Monday, August 15, 2011

#google buy of #motorola means complications for #android OEMs; but will it fend off #apple's assault?

the patent battles imposed by apple, oracle, and surely microsoft in the background have been making android steadily more expensive, as HTC found out -- they are now paying undisclosed sums to license technologies from various companies. so the pitch "android is free" is under attack -- and the more success it has in the marketplace, the more others will try to destroy it.

google has been feeling the heat with apple, microsoft etc thwarting its attempted purchase of nortel's trove of patents. it has even complained to the justice department that it is was under unfair competitive attack. i guess that was a pre-emptive tactic to get the SEC etc to easily approve this proposed acquisition of motorola mobility.

so where does this leave the big android OEMs, like samsung, htc etc? they now have to compete directly with google's branded phones, which prospect they probably do not appreciate. unless google keeps motorola mobility at arms length with a bamboo wall between the hardware and software arms. which may make a lot of sense.

4 comments:

Pagan said...

Unlike the PC era, the mobile space will have not one or two but four or five players -- webOS, android, iOS, meego and blackberry-OS (most likely in that order). I hope all of them thrive and no one player will get to dominate and crush the rest.

nizhal yoddha said...

webOS? unlikely to be first (altho i like palm and was a palmpilot user). meego is dead as nokia dumped it for winphone7. QNX (rim's new os) is sucking wind, as its latest gambit is to offer android app compatibility.

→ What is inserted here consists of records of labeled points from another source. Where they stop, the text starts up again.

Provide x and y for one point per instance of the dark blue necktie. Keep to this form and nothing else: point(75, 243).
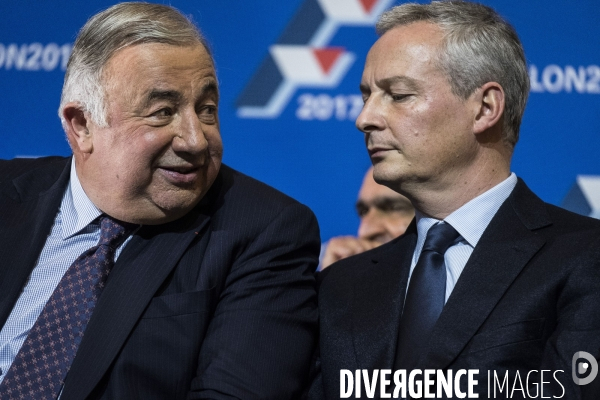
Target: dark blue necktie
point(40, 367)
point(425, 296)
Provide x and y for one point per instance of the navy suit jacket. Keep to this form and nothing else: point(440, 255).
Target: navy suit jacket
point(528, 299)
point(219, 304)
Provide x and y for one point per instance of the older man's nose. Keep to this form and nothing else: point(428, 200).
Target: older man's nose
point(191, 137)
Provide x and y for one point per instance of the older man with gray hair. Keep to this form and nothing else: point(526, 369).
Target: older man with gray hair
point(488, 279)
point(141, 267)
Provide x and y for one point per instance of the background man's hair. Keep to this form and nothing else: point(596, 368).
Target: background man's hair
point(479, 47)
point(109, 31)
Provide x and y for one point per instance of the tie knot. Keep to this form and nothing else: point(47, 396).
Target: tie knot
point(440, 237)
point(113, 232)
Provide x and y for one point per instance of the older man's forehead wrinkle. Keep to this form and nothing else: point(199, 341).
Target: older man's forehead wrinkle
point(210, 87)
point(407, 82)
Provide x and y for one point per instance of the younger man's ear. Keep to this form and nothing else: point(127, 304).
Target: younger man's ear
point(490, 100)
point(77, 128)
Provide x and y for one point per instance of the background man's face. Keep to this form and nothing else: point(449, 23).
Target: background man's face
point(384, 214)
point(162, 149)
point(416, 130)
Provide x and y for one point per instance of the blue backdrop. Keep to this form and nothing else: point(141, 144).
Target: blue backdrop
point(289, 73)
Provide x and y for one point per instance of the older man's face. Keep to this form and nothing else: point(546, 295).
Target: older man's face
point(162, 149)
point(418, 133)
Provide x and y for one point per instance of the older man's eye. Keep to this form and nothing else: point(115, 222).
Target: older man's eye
point(163, 113)
point(400, 97)
point(208, 110)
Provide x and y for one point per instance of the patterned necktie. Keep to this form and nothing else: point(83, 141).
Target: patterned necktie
point(426, 295)
point(40, 367)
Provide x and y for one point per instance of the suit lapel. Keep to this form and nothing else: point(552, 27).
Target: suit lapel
point(29, 207)
point(504, 250)
point(378, 301)
point(136, 277)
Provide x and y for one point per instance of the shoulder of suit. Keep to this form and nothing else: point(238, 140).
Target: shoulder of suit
point(348, 269)
point(250, 198)
point(237, 183)
point(568, 221)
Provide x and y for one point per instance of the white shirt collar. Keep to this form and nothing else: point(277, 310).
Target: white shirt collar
point(472, 218)
point(76, 208)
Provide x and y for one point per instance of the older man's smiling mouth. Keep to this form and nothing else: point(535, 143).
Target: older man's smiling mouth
point(179, 174)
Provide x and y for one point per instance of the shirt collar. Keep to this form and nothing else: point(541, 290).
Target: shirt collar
point(471, 220)
point(77, 209)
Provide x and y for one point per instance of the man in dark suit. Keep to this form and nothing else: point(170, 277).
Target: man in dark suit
point(488, 277)
point(187, 279)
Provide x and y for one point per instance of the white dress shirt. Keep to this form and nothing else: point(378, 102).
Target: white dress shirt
point(470, 221)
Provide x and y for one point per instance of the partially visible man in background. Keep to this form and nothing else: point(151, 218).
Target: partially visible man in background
point(384, 215)
point(142, 268)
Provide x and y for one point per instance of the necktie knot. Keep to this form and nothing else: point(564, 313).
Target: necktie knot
point(113, 232)
point(440, 237)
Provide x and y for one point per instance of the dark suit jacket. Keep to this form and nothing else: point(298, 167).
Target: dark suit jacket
point(218, 304)
point(528, 299)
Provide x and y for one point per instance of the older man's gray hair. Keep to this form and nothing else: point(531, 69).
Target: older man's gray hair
point(104, 34)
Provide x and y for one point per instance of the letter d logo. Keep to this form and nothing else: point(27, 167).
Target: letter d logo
point(582, 367)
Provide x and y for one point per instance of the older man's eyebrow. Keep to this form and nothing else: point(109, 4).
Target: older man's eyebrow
point(409, 83)
point(210, 88)
point(159, 95)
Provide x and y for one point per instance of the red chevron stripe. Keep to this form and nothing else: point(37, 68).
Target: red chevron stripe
point(368, 5)
point(327, 57)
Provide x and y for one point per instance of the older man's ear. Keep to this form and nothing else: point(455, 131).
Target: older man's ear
point(77, 124)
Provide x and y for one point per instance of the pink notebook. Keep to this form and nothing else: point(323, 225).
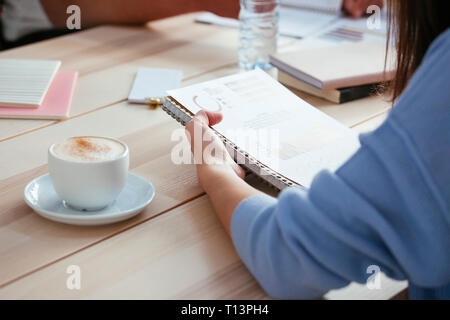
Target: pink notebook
point(56, 104)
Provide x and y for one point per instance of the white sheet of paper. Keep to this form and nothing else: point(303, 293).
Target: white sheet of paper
point(153, 83)
point(305, 139)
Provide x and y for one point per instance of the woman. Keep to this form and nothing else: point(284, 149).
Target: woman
point(388, 206)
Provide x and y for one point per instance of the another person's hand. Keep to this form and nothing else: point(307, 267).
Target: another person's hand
point(210, 155)
point(358, 8)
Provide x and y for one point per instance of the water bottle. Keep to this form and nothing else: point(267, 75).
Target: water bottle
point(258, 33)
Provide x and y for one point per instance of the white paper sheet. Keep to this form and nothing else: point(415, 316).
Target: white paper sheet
point(153, 83)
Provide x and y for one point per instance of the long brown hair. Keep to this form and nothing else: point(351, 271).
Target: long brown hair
point(412, 27)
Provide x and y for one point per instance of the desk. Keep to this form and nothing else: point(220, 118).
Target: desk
point(176, 247)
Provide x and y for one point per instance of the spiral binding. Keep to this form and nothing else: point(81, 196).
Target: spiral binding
point(273, 178)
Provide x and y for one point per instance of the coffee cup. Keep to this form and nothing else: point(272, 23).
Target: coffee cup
point(88, 173)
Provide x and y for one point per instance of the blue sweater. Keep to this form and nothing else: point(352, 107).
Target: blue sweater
point(389, 205)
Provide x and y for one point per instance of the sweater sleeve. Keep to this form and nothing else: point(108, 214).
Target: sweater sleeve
point(386, 206)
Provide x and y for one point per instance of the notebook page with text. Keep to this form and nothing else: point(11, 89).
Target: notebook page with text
point(272, 124)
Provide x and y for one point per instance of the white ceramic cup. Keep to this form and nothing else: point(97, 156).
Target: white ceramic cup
point(89, 186)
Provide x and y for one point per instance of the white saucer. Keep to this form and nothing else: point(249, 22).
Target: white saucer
point(40, 195)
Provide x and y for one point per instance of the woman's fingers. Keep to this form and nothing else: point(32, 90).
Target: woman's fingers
point(209, 118)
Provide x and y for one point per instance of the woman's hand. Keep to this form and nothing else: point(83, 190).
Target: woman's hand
point(210, 154)
point(219, 175)
point(358, 8)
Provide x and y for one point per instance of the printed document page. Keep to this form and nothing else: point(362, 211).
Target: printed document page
point(272, 124)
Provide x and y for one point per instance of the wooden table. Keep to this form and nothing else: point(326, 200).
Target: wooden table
point(176, 247)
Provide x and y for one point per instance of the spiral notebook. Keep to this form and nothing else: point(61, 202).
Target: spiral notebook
point(266, 128)
point(56, 104)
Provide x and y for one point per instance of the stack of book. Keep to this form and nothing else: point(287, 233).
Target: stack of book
point(339, 74)
point(35, 89)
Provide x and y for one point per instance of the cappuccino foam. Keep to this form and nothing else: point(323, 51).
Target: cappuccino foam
point(89, 149)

i think it'll be a three horse race: android, iOS and somebody else, in that order.

this is going to be an oligopoly.

Pagan said...

OT: After virtually swamping India’s thermal power equipment market, China is now posing a grave threat to the fledgling local solar power equipment industry.

Pagan said...

@Rajeev,

Add Mozilla to the list:
Engineers from The Mozilla Foundation are creating a browser-based system that would make a smart phone's operating system superfluous.